The Official Sequential/Oberheim Forum

SEQUENTIAL/DSI => Pro 3 => Topic started by: sh1ggy on March 30, 2021, 11:59:07 AM

Title: Avoiding heavy distortion by turning down the oscillators
Post by: sh1ggy on March 30, 2021, 11:59:07 AM
I never quite liked the patches I created with my Pro 3 until I realized how incredibly crucial it is to turn the oscillators down. I have to lower them to around 10 (from 127!) in order to get a clean sound with all three oscillators + a little bit of white noise without very heavy distortion. I always thought the white noise is pretty much unusable on this synth – turns out the filters are just heavily distorting.  Although I've found my solution I wanted to ask ... is this really normal behaviour? I would suggest lowering the volume of the initialized patch in order to make it usable. If I initialize a patch and play one note
Title: Re: Avoiding heavy distortion by turning down the oscillators
Post by: timboréale on March 30, 2021, 04:30:30 PM
One man's not enough distortion is another's too much, is all I can say. Choose the settings that sound right to you, and don't worry about how much room they leave for someone else to have fun too!

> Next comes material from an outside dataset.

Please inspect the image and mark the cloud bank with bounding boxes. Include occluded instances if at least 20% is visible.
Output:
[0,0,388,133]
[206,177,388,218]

And yes, it's a normal part of synthesis: filter distortion is a feature, not a bug.
Title: Re: Avoiding heavy distortion by turning down the oscillators
Post by: unease on March 31, 2021, 05:37:19 AM
I’m not sure if this differs from synth to synth but on my Pro-3 it is usually enough to lower each oscillator level to about 50% to avoid clear distortion with the ladder filter. The other filters are less sensitive.
But I do like some filter saturation in general so maybe you need to lower more of you want a really clean sound. The difference is most pronounced when you use the ladder filter with some resonance.
Title: Re: Avoiding heavy distortion by turning down the oscillators
Post by: ToyKeeper on April 08, 2021, 05:44:10 PM
Usually I run into sort of the opposite issue...  I want heavy distortion so I can get nice crunchy interference patterns between the oscillators, almost a FM-like sound but without using FM...  but I don't want it to actually clip.

Basically trying to do over-the-top dirty squelchy sounds like I'd get on a Microbrute or a MS-20, or like chords played with overdriven triangles on a Matriarch.  When playing multiple notes, it has a Moire pattern-like effect which can dramatically change the overtones and even produce harmonically-related undertones.  But I haven't quite worked out the right gain staging to get that effect.  The result ends up clipping instead of having smoothed edges.

Can always distort it in post to get that effect, but I haven't found the right settings to get it quite right with only the onboard signal path.